Rogers was admired south of the border, too. “The entire U.S. cable industry today mourns the loss of our friend, Ted Rogers, a great leader and visionary in cable telecommunications whose impact is felt well beyond his beloved Canada,” National Cable & Telecommunications Association CEO Kyle McSlarrow said, in a statement. “We will truly miss his passionate leadership.”

Rogers Cable was the first MSO to offer cable-modem service, according to CableLabs CEO Dick Green. “We are proud that Ted was a member and an integral part of the CableLabs governance for 20 years,” Green said in a statement. “We have lost a special person and a great telecommunication pioneer and entrepreneur.”

In the early 1960s, Rogers started Rogers Radio Broadcasting Ltd., which acquired the nation's pioneer FM station, CHFI. After he approached Canada's fledgling cable operators about carrying CHFI on spare channels, Rogers became interested in the business and decided to enter cable.

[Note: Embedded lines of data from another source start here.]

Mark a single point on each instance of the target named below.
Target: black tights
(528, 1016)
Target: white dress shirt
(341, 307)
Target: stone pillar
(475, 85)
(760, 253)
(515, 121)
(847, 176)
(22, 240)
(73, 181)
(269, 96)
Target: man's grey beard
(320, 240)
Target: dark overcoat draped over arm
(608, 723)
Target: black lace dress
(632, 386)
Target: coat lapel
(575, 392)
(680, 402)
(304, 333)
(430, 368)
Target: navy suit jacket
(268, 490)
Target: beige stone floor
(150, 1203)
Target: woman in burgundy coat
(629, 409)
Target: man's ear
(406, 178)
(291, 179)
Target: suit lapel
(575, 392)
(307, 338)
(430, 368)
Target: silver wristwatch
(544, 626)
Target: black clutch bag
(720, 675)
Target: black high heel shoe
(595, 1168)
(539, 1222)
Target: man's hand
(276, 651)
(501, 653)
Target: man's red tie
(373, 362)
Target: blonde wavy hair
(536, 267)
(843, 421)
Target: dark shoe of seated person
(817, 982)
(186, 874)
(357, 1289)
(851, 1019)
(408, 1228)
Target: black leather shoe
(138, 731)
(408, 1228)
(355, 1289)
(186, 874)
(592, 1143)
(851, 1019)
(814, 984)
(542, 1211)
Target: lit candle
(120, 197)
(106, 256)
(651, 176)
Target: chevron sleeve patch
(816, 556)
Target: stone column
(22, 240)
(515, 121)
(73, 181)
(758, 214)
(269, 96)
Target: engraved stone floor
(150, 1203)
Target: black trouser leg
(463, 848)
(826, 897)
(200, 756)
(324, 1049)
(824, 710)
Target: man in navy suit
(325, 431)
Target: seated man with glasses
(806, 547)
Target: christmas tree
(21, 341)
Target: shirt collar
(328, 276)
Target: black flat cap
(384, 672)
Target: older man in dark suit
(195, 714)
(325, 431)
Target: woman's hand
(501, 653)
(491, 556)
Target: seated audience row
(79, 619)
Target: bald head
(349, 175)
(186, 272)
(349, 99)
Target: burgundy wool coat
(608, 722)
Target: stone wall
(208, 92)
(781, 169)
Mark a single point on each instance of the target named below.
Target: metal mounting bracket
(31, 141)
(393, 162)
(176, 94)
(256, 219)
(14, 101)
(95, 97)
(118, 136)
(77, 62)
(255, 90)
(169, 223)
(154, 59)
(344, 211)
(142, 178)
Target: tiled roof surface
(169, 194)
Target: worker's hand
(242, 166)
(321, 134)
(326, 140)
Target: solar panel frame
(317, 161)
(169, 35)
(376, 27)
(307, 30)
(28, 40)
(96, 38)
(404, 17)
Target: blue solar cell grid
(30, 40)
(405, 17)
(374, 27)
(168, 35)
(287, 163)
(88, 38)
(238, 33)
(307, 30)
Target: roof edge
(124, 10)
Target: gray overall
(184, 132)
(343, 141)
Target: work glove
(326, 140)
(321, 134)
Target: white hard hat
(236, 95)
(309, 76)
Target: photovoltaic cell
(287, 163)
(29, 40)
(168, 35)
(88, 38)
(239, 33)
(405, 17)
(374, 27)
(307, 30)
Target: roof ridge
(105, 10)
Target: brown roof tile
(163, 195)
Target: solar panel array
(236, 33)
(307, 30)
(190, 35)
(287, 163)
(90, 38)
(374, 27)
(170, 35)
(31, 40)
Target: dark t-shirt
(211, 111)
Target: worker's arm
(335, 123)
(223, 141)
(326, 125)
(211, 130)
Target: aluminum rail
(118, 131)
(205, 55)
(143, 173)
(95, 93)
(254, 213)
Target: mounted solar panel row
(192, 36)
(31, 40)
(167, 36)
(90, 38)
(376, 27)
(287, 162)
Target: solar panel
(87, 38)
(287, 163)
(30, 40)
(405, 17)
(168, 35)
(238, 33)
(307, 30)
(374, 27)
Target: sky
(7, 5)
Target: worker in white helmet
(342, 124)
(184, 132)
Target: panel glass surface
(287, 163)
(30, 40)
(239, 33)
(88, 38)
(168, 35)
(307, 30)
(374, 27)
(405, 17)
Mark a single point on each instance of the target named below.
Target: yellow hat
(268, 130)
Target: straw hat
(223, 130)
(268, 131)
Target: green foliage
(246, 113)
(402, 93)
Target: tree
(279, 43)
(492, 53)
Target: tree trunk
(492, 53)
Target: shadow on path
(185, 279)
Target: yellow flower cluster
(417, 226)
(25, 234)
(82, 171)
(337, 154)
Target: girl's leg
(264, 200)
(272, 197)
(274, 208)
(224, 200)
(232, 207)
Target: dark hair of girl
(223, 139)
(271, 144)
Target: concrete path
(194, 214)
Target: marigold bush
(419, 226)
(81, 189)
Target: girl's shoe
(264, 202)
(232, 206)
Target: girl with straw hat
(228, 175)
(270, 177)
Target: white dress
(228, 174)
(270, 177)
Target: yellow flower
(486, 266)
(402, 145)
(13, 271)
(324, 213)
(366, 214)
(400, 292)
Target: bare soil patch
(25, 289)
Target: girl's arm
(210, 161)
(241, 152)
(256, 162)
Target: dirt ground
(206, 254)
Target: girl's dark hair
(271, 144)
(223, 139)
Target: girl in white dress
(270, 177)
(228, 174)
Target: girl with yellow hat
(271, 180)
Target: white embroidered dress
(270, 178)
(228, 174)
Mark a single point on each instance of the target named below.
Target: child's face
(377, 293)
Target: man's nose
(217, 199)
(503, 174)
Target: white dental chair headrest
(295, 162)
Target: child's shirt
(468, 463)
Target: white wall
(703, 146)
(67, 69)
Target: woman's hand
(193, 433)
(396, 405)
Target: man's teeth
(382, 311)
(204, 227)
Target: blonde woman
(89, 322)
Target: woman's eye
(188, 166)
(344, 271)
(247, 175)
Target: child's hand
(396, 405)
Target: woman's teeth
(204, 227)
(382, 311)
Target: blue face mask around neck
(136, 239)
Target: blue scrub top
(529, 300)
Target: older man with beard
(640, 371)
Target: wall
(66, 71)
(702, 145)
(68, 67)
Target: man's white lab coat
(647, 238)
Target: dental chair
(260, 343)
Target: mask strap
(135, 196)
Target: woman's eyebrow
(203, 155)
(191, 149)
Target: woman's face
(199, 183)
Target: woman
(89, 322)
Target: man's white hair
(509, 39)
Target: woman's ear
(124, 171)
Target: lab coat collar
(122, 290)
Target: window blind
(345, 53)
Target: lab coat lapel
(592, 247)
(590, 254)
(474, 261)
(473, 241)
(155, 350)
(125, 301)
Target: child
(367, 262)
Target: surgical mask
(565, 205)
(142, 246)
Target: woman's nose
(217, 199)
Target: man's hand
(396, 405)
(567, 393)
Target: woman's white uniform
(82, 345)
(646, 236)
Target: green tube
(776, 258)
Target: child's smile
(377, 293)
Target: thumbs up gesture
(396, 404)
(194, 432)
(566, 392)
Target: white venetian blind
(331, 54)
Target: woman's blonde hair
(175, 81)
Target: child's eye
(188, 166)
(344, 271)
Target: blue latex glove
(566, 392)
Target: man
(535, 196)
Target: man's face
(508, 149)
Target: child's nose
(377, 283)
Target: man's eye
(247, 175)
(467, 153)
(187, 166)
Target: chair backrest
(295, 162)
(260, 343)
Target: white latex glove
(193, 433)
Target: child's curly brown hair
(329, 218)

In 1967 Rogers was awarded cable-TV licenses for areas in and around Toronto, Brampton and Leamington. In the following decade, Rogers Cable became the first in the industry to expand past 12 channels. In 1980, Rogers purchased Premier Communications Limited, which almost doubled the company's cable subscribers and made Rogers the largest cable television company in Canada.

The company in 1985 entered the wireless-phone business, competing with the incumbent telcos, with the launch of a national cellular-telephone network in Canada.

But not all of Ted Rogers' bets paid out. In 1989, he took on Bell Canada in the long-distance phone business, purchasing 40% of CN/CP Telecommunications (later Unitel). It turned out to be the most expensive mistake of his life: When Rogers Communications exited the debt-saddled Unitel in 1995, it took a $500 million loss.

In his autobiography, Relentless: The True Story of the Man Behind Rogers Communications, published in September by HarperCollins, Rogers titled the chapter on Unitel “A Bloody Disaster.”

The company isn't likely to ever embark on such risky ventures again, O'Brien said: “Ted's past 'bet-the-farm' actions are probably gone.”

In addition to diversifying into media and publishing, Rogers acquired the Toronto Blue Jays Major League Baseball team in September 2000 and in 2004 bought the Rogers Centre (formerly SkyDome), which is the largest covered indoor-entertainment complex in Canada. In July 2001, Rogers Media acquired Sportsnet, which operates four regional sports networks spanning the country.

Rogers is survived by his wife, Loretta, whom he married in 1963; their four children, Lisa, Edward, Melinda and Martha; and four grandchildren: Chloe, Edward, Jack and Zachary.

Two of his children joined the family business: Edward is president of Rogers Cable Communications and Melinda is senior vice president of strategy and development for the parent company.